17. A Crazy Plan That Cost General Westmoreland His Command
Operation FRACTURE JAW never went beyond the planning stage. As things turned out, fears of an American Dien Bien Phu at Khe Sanh proved to be overblown. The French debacle in the earlier siege was caused by France’s inability to resupply its beleaguered garrison from the air. However, America had an ace in the hole that France did not: the US Air Force, whose capabilities were orders of magnitude greater than the French air force. American aerial assets managed to sustain the US garrison at Khe Sanh with adequate resupplies of men and materiel, while punishing the besieging North Vietnamese, until they lifted the siege and withdrew in the summer of 1968.
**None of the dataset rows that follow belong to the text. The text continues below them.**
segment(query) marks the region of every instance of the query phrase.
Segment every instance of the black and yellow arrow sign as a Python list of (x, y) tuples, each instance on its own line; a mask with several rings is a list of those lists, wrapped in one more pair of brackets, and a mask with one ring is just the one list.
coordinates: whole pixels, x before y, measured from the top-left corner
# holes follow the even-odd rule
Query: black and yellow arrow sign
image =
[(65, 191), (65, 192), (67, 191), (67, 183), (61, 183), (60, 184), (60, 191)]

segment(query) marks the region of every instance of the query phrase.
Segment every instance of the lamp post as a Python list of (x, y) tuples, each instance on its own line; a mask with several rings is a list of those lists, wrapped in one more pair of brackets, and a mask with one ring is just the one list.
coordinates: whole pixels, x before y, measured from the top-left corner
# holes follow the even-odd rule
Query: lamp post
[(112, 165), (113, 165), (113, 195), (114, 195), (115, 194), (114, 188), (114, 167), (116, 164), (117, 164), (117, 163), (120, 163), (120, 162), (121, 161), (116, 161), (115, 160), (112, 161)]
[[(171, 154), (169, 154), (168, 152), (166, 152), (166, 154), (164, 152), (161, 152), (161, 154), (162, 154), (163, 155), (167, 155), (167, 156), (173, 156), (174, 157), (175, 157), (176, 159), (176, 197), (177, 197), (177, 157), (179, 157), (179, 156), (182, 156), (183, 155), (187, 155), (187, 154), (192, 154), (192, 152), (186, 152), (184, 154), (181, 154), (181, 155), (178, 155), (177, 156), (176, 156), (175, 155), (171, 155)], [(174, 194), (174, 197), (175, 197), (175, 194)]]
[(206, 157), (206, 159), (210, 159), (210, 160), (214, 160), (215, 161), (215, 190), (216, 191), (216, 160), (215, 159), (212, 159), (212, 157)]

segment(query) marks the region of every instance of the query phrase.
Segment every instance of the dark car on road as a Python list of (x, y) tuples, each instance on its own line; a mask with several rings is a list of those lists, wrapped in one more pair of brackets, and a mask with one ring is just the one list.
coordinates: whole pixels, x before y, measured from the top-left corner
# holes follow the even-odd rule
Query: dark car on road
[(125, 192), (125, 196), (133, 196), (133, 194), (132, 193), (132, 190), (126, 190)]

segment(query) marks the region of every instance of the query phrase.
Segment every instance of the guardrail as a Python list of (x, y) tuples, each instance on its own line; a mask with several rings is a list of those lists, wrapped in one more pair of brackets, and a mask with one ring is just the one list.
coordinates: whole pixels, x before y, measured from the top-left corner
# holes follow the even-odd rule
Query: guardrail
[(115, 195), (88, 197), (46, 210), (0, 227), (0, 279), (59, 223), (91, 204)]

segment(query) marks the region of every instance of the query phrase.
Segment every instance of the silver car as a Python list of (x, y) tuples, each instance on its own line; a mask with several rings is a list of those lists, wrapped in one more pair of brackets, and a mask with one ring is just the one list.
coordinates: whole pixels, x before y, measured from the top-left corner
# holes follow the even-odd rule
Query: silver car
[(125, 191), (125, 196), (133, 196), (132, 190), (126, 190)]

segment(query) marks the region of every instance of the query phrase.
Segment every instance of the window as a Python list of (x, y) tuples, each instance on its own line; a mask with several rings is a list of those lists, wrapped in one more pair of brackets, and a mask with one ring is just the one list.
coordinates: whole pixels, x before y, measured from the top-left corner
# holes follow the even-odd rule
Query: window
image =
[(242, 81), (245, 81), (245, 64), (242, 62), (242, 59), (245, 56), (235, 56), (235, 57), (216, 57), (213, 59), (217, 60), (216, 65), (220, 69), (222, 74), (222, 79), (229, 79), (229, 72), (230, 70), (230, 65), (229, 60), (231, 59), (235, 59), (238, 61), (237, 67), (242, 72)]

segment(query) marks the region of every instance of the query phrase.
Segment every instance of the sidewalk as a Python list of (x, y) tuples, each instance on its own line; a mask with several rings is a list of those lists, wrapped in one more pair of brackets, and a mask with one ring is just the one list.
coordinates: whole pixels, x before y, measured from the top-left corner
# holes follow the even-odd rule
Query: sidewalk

As to General Westmoreland, after years of Johnson acceding to his requests for more and more troops, the president finally drew a line in 1968. That year, the American buildup in Vietnam reached a peak of 535,000 men. When Westmoreland asked for 200,000 more men, LBJ had enough. Between the general’s insatiable appetite for troops and materials, his attempt to keep secret from the White House a plan to nuke North Vietnam, and overall dissatisfaction with the war’s direction and prospects, LBJ decided to get a new commander. Westmoreland was sacked by promoting him upstairs to Army Chief of Staff. He was replaced with his deputy, Creighton Abrams, who began implementing a steady troop draw down.